Steve Baumann

Personal information
- Full name: Stephen H. Baumann
- Date of birth: August 16, 1952 (age 74)
- Place of birth: Middletown, Ohio, U.S.
- Position: Forward

College career
- Years: Team / Apps / (Gls)
- 1971–1973: Penn Quakers

Senior career*
- Years: Team / Apps / (Gls)
- 1974–1976: Miami Toros / 43 / (3)
- 1975–1976: Miami Toros (indoor) / 2 / (5)

Managerial career
- 1987–1992: Penn Quakers

= Steve Baumann =

American soccer player (born 1952)

Steve Baumann (born August 16, 1952) is an American former soccer player and coach who played as a forward and the former Chief Executive of the National Soccer Hall of Fame. He was a first team All American at the University of Pennsylvania before playing three seasons in the North American Soccer League. He later coached the Penn soccer team for six seasons.

==Player==
Baumann attended Staples High School in Westport, Connecticut where he was a two time All Conference high school soccer player. In 1967, Baumann's sophomore season, Staples won the state championship. In 1969 Staples again took the title, this time on a game winning header by Baumann. He graduated in 1970. He then attended the University of Pennsylvania, playing on the men's soccer team from 1971 to 1973. He holds the school's record for career points with 99 and career assists with 39. He was a 1973 first team All American.
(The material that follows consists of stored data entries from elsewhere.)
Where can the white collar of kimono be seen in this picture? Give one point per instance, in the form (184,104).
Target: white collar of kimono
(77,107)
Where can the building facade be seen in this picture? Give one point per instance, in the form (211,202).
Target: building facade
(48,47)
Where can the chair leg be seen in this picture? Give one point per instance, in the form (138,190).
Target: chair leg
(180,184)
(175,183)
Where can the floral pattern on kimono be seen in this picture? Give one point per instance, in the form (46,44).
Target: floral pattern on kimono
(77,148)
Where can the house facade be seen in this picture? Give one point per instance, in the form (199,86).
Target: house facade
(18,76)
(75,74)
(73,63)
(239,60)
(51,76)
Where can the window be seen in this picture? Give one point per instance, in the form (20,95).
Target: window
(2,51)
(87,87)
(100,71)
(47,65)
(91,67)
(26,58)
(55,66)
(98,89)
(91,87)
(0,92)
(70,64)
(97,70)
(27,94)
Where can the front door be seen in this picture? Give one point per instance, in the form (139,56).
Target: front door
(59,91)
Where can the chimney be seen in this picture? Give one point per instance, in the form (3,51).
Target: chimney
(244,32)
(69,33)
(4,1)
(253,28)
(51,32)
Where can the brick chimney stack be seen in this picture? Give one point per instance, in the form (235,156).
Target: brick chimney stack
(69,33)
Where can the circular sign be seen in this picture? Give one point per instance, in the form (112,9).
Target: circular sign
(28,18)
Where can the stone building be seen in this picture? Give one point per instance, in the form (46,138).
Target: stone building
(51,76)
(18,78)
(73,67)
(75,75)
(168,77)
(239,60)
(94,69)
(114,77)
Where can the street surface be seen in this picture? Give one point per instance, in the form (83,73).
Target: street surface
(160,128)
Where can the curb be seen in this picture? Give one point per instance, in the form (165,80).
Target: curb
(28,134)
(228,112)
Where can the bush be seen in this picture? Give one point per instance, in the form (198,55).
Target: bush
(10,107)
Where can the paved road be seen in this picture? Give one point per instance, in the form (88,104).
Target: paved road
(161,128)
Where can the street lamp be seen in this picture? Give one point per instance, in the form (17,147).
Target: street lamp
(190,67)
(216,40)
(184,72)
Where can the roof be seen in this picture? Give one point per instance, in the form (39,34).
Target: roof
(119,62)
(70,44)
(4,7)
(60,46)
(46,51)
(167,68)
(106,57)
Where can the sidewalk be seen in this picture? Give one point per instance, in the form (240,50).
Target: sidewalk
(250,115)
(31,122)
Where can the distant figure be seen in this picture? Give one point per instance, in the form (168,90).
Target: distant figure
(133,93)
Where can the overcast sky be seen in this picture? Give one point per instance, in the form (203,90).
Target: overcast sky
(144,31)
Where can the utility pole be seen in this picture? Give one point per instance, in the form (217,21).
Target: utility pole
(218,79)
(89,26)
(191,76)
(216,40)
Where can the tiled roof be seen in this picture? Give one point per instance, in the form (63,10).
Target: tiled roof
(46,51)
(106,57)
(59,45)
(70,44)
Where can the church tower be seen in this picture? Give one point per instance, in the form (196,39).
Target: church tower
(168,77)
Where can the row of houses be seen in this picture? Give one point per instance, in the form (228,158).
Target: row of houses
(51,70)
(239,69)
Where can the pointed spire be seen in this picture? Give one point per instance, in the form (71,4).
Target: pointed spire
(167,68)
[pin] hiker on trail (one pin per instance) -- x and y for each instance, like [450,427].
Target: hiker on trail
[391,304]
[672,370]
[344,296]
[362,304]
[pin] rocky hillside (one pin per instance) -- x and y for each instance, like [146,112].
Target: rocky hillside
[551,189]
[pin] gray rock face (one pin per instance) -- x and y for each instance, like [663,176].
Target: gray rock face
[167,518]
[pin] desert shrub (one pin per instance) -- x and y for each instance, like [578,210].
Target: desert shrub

In 2005, he was named to the Penn All Century Team. In 1971, Baumann played one season with the Penn football team as a placekicker. He graduated with a bachelor's degree in elementary education and later earned a master's degree in science education at the University of Virginia. In 1973, the Miami Toros of the North American Soccer League selected Baumann in the first round of the NASL College Draft. He spent three seasons in Miami.

==Coach==
After retiring from playing professionally, Baumann became an elementary school teacher in the Fairfax County Public School system where he taught from 1977 to 1987. During this time, he began coaching at the high school level first at Madison High School and then Robinson Secondary School where his team were state runners up in 1987. Baumann was also an instructor in science education and educational technology at George Mason University and Rosemont College. He then coached at the University of Pennsylvania from 1987 to 1993. He finished his six seasons with a 29–51–10 record.

==Executive==
Baumann has held a number of executive positions including the Vice President of Education and Programs at the Liberty Science Center and the Director of Educational Technology Programs at The Franklin Institute Science Museum. In 2004, he became the executive director of the Kidspace Children's Museum in Pasadena, California. On May 11, 2007, Baumann became the President and Chief Operating Officer of the National Soccer Hall of Fame. He is married to Karen Baumann and has two children.